Carol Larson: What experiences have influenced your career journey, and what are you doing to help others build their careers?
Diane Morefield: For me, having broad career experiences was the most important factor in reaching the CFO level. I started out in public accounting, then moved into banking, where I really learned about the capital markets. I also managed an investor relations (IR) function before being named to an operational position where I ran a 400-person region. I found the experience of communicating the corporate story to The Street and investors as an IR professional, and the profit and loss (P&L) responsibility of running a region, as important stepping stones to becoming a CFO.
Strong role models have been important to my career as well. Given I have spent most of my career in the REIT/real estate industry, most of my role models have been men. I was lucky to have many male mentors who taught me the business and how to be a good manager and leader, and who gave me great stretch assignments and career advancement opportunities. I had a wonderful father and have two great older brothers—so I am very comfortable around men as mentors, colleagues, and friends. (I also have two sons.) Moreover, I learned a great deal about executive management from a woman I consider one of my most important role models and mentors. She was a trailblazer as the first woman partner in a major international law firm and then one of only a handful of women executives in the real estate industry when she rose through the ranks. Her style is authentic, understated and resilient (and she is brilliant). I was fortunate to work with her early in my career, and today we are peers on a board of directors where I chair the audit committee, so I am still learning from her incredible wisdom and style.

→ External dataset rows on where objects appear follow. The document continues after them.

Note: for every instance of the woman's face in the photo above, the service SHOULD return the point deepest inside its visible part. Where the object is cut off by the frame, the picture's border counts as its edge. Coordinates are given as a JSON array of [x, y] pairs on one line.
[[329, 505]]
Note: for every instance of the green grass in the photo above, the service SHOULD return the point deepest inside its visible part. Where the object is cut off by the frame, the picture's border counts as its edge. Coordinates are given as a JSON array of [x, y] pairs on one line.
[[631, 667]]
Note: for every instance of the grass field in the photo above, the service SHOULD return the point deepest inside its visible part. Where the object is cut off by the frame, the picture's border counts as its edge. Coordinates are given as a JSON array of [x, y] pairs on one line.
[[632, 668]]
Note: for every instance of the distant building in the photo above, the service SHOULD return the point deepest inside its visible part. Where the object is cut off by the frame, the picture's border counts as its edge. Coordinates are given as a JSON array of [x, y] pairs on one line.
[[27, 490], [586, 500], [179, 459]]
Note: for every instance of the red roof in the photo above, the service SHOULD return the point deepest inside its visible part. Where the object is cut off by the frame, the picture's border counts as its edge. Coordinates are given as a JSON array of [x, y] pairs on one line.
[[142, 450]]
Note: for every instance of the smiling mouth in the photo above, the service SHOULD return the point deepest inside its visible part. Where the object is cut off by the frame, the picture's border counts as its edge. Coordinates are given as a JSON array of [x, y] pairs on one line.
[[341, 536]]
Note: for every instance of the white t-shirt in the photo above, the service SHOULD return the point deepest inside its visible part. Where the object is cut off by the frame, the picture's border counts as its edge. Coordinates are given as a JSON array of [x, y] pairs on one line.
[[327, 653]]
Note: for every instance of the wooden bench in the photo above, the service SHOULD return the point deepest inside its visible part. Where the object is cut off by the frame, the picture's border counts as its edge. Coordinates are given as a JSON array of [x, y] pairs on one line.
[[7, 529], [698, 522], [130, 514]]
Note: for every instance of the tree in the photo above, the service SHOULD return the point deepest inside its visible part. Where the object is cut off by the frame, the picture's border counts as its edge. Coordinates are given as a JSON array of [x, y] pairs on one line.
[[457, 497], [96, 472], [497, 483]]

Over my career, I’ve mentored highly talented men and women, but I’m partial to helping women advance their careers because they often lack role models. That’s one reason why I accepted the chairmanship of NAREIT’s (National Association of REITs) Dividends Through Diversity Initiative. This new initiative was created in 2017 to promote the recruitment, inclusion, and advancement of women in REITs and the broader commercial real estate industry. Having said that, many men who have worked for me over the years have gone on to become CFOs of public companies and have assumed other executive positions, which I’m very proud of.
Carol Larson: What traits have been helpful in shaping your leadership style, and what advice would you offer others aspiring to a leadership position?

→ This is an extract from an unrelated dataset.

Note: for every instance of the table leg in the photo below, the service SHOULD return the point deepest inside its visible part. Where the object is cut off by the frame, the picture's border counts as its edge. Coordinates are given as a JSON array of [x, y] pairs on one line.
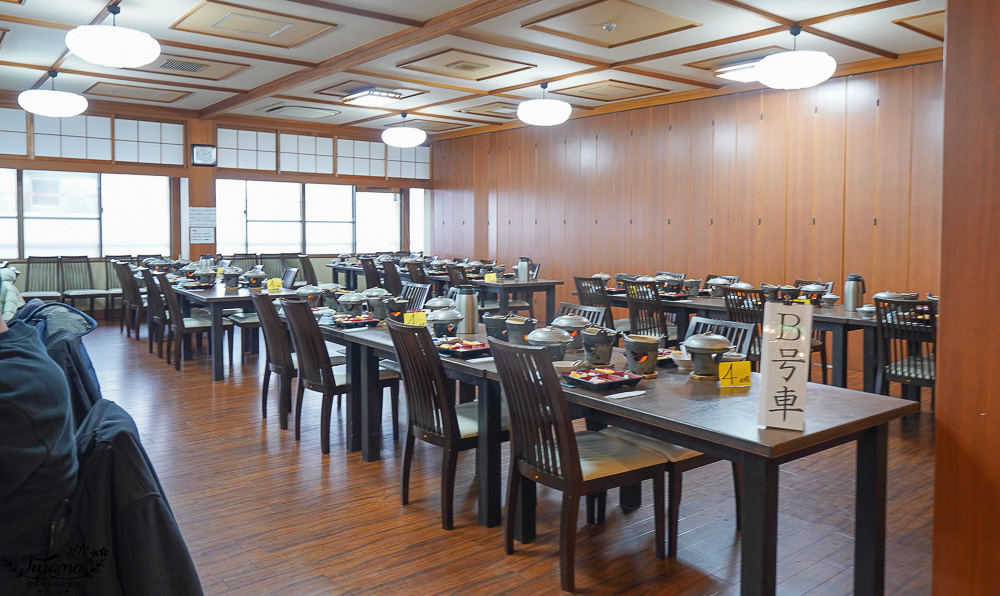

Diane Morefield: In terms of traits, I’m very direct—which I think is a productive way to conduct business, although that approach may not work in all instances. Two of my most important traits are integrity and authenticity. In practice, integrity is always being true to your word and being willing to take a stand when you need to. Authenticity is being yourself whether you are with the CEO, your peers or the support staff. Being authentic makes one more approachable, and that can lead to more open communication and accurate information. In my opinion, it’s never just one trait or career role that propels someone to the C-suite; it’s quite the opposite. Building upon varied skills and experiences, having a strong work ethic, creating strong and lasting relationships, not taking yourself too seriously, and developing a team that understands and supports the corporate vision is how a career journey leads to the C-suite.

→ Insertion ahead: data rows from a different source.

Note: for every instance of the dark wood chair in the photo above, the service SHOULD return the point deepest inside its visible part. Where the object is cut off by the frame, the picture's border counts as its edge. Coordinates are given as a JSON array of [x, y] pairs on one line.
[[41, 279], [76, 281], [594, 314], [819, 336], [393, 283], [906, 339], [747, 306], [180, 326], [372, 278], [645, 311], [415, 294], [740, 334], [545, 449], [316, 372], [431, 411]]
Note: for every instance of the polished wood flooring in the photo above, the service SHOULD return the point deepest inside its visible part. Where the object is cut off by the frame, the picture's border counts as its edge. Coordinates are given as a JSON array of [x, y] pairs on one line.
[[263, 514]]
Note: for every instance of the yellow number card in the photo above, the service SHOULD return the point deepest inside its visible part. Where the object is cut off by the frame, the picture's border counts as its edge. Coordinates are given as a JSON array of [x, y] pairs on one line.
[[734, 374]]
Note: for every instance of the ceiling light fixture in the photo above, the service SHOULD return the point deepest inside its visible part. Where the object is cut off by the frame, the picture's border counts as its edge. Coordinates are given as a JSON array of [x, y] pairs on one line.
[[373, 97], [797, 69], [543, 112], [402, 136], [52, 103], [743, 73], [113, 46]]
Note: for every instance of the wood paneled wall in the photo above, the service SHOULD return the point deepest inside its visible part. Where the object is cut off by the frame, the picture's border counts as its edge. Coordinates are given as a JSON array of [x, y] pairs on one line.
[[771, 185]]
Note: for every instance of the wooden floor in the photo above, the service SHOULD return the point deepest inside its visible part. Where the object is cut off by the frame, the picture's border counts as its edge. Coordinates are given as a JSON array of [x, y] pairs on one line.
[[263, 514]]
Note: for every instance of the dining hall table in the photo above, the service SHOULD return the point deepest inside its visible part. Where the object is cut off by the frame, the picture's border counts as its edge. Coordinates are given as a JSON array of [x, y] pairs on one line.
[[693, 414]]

Editor’s note: This article is part of an ongoing series of interviews with CEOs, CFOs, and other executives. Ms. Morefield’s participation in this article is solely for educational purposes based on her knowledge of the subject and the views expressed by her are solely her own. This article should not be deemed or construed to be for the purpose of soliciting business for CyrusOne, nor does Deloitte advocate or endorse the services or products provided by CyrusOne.